Because now…just three months after so much hype and so much love went into Mr. Colbert’s debut as the new host of Late Night, the former Comedy Central star has somehow fallen into 4th place where it matters most. In the all-important demo, he’s now being doubled up (and then some) by NBC’s Jimmy Fallon (outscored by 137 percent) and hasn’t beaten ABC’s Jimmy Kimmel in over a month. But here’s where CBS brass is likely doing a double-take: During the week of November 23-27, the 11:35 PM Late Show on CBS was beaten by Seth Meyers, who happens to be on one hour later (12:35 PM) on the Peacock.
Of course, these numbers regarding Colbert/Meyers came on a shortened week (November 23-27). So to avoid accusations of cherry-picking, here’s a trend worth noting since Colbert launched (via NBC):
In the prior 11 weeks since Colbert debuted, Fallon’s margins in 18-49 have been +28% for the week of Sept. 7-11, +38% for Sept. 14-18, +35% for Sept. 21-25, +41% for Sept. 28-Oct. 2, +38% for Oct. 5-9, +56% for Oct. 12-16, +54% for the encore week of Oct. 19-23, +59% for Oct. 26-30, +60% for Nov. 2-6, +70% for Nov. 9-13 and +79% for Nov. 16-20 (and +137% for Nov 23-27).
If there was ever an example of a trend, you just saw it. Then there’s this: Colbert’s numbers are down almost 45 percent since his debut week, and have only increased once week-to-week since the week ending on September 21st, trending downward slowly but consistently.
One more note: Colbert averaged a .58 in the demo in November (a sweeps month), a 16 percent rise over Letterman’s numbers last year. An improvement is always good news, but given Letterman’s decline at the end of his career (save for his final week sendoff), just 16 percent over a poor number and finishing 3rd or 4th can’t be what CBS thought it was signing up for.
But the program is still relatively new and still needs to establish its footing, right? Well, impressions are important, too. And it hasn’t helped that many perceive Colbert’s offering to be too political, too one-sided (primarily slanting left). As noted here a few weeks ago, a recent Hollywood Reporter poll of late-night viewers shows that only 47 percent of self-described Democrats watch Colbert, while only 17 Republicans say they do, or a 30-point spread. For Fallon, the spread is just five points (36-31 Democrats).
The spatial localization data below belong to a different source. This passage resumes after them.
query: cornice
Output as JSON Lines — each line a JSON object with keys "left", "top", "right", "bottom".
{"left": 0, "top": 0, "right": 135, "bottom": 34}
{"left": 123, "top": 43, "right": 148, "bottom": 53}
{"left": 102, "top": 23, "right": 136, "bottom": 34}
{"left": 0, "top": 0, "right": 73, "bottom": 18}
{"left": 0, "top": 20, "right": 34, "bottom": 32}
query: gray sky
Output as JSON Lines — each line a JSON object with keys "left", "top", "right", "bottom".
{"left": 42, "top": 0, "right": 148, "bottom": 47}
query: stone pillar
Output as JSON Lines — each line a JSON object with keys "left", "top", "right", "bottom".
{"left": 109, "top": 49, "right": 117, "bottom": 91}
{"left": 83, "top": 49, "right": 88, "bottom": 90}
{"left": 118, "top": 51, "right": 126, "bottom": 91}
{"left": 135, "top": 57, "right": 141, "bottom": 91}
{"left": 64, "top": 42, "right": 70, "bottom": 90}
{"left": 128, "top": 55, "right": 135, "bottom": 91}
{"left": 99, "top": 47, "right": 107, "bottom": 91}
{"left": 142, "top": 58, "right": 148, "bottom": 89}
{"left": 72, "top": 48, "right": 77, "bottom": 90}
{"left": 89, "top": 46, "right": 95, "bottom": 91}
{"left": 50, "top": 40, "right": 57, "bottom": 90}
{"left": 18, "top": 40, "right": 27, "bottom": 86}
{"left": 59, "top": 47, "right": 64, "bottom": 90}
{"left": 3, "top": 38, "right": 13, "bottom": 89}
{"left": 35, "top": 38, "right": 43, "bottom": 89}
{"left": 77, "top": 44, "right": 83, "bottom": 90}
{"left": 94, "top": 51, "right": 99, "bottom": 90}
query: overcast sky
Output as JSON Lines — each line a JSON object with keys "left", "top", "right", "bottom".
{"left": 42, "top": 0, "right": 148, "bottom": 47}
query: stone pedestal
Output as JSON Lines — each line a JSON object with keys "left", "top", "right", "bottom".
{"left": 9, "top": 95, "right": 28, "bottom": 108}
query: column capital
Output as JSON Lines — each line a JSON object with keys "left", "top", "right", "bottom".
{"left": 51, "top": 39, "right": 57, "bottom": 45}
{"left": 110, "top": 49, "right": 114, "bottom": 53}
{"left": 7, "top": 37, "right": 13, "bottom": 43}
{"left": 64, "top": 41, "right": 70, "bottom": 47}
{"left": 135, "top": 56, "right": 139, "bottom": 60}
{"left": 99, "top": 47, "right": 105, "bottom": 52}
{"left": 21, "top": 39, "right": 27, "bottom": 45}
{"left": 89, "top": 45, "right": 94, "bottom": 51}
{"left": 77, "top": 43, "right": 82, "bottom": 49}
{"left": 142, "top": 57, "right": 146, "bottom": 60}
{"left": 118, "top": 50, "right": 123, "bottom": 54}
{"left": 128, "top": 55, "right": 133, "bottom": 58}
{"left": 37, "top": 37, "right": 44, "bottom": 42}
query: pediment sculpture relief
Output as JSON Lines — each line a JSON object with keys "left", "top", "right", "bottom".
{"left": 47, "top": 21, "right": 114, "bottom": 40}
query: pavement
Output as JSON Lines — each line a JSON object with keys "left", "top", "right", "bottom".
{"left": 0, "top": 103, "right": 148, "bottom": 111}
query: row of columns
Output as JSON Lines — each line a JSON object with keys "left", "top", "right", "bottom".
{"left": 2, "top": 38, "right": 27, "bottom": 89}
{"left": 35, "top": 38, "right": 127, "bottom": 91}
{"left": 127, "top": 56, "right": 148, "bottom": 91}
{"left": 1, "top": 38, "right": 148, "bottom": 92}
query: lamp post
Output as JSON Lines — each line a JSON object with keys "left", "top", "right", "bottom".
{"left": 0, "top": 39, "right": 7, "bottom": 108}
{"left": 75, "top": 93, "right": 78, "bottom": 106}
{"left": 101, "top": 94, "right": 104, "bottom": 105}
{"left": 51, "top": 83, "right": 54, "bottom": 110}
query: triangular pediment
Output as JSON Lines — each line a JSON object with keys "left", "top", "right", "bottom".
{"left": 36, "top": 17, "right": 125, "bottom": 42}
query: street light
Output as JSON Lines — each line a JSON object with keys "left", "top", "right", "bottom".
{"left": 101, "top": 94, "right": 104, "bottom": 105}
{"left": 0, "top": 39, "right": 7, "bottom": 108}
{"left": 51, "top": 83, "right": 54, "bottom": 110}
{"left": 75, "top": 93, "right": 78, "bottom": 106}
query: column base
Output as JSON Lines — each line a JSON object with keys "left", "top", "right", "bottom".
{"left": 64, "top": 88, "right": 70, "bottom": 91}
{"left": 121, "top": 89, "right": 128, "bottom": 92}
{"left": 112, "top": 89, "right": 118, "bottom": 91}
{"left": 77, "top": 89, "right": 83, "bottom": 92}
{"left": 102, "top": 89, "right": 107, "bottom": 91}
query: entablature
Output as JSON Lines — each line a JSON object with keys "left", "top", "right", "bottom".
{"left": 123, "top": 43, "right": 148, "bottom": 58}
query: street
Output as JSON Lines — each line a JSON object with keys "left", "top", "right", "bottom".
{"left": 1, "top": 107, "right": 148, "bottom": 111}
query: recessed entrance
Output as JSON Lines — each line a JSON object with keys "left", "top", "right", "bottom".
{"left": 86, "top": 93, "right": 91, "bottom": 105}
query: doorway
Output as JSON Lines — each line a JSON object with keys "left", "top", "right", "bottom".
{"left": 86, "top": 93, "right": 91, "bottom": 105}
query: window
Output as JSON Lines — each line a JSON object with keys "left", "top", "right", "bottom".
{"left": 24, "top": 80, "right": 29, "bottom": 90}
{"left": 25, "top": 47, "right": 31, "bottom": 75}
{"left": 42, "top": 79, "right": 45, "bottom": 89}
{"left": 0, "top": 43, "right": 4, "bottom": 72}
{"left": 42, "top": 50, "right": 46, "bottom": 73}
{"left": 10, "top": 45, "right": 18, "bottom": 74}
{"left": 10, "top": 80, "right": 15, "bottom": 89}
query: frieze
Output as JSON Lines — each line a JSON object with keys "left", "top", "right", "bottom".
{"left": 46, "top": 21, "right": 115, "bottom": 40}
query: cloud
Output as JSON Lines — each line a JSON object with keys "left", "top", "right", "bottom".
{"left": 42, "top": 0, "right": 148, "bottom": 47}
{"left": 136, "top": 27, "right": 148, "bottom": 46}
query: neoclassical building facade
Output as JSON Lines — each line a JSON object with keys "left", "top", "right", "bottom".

For Kimmel, the spread is one (34-33). The perception of partisanship regardless of which way it leans, particularly when the primary brand is political satire as is the case with Colbert, is enough to help move the needle the wrong way. There’s also this factor: Fallon and Kimmel are very, very good at what they do and have enjoyed far more at-bats (as in years worth) than Colbert, who is trying to do this show without his old character but oftentimes falls right back into it.
CBS hired the 51-year-old to improve on Letterman’s ratings with younger audiences. The former Comedy Central host accomplished that nicely at first, but the numbers are either stagnant or sinking now. Other horses–even those racing one hour later out of the starting gate–are beating him now.
Is CBS happy with Colbert? Maybe.
Nervous is probably the better word to apply right now.